The Mongo Metastore implementation allows you store Drill Metastore metadata in a configured MongoDB.

Configuration

Currently, the Mongo Metastore is not the default implementation. To enable the Mongo Metastore, create the drill-metastore-override.conf file in your config directory and specify the Mongo Metastore class:

drill.metastore: {
  implementation.class: "org.apache.drill.metastore.mongo.MongoMetastore"
}

Connection properties

Use the connection properties to specify how Drill should connect to your Metastore database.

drill.metastore.mongo.connection - connection url to your MongoDB. Required.

drill.metastore.mongo.database - database used. Optional, default is “meta”.

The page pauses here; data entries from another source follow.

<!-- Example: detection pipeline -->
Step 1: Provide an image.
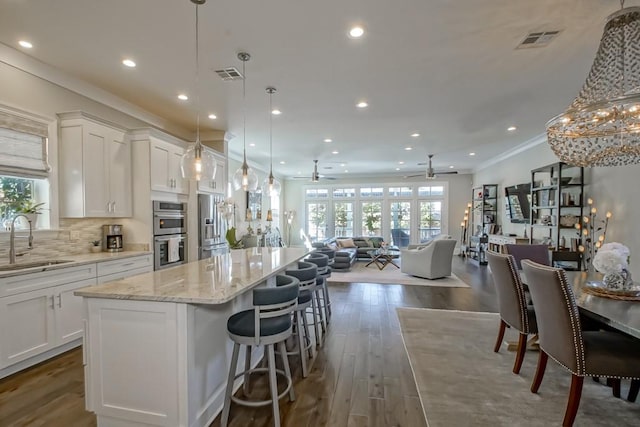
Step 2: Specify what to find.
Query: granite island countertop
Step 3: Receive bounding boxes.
[75,248,309,304]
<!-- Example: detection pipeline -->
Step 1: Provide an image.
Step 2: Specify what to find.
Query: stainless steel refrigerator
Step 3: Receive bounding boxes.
[198,194,229,259]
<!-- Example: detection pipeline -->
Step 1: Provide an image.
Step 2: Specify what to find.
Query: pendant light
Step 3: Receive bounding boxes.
[180,0,217,181]
[233,52,258,191]
[262,86,282,197]
[547,0,640,166]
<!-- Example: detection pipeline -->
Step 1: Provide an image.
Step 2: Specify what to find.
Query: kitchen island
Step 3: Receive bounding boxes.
[76,248,308,427]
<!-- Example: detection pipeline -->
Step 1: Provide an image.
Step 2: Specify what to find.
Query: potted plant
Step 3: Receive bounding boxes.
[90,240,102,252]
[16,200,44,229]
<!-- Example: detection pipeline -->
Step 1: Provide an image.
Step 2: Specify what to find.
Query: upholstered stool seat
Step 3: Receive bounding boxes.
[220,275,299,427]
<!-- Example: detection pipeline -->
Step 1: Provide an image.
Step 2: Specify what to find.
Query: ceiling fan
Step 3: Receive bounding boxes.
[294,160,335,182]
[405,154,458,179]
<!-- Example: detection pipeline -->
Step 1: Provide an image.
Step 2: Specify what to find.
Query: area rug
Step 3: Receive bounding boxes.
[397,308,640,427]
[328,261,469,288]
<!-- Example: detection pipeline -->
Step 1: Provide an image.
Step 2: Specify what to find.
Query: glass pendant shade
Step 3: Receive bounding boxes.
[262,173,282,197]
[233,156,258,191]
[547,7,640,166]
[180,141,217,181]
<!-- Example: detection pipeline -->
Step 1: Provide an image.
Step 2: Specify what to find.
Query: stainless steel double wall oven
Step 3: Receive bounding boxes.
[153,200,188,270]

drill.metastore.mongo.table_collection - collection used to store metadata for tables. Optional, default is “tables”.

Custom configuration

drill-metastore-override.conf is used to customize connection details to the Drill Metastore database. See drill-metastore-override-example.conf for more details.

Example of configuration

drill.metastore: {
  implementation.class: "org.apache.drill.metastore.mongo.MongoMetastore",
  mongo: {
    connection: "mongodb://localhost:27017/",
    database: "meta",
    table_collection: "tables"
  }
}

Note: If your MongoDB enabled access control, make sure the user can read and write the collection used. If you are using a sharded MongoDB cluster, make sure the database used is enabled sharding, and the collection used is only sharded by _id in hash mode.

Tables structure

The Drill Metastore stores several types of metadata, called components. Currently, only the tables component is implemented. The tables component provides metadata about Drill tables, including their segments, files, row groups and partitions. In Drill tables component unit is represented by TableMetadataUnit class which is applicable to any metadata type. The TableMetadataUnit class holds fields for all five metadata types within the tables component. Any fields not applicable to a particular metadata type are simply ignored and remain unset.

In the Mongo implementation of the Drill Metastore, all metadata of the tables component stored in one collection. The database and collection will be auto created when write data firstly into it if not exist, but you need to configure the database and collection before used as the note specified above if you are using a sharded cluster.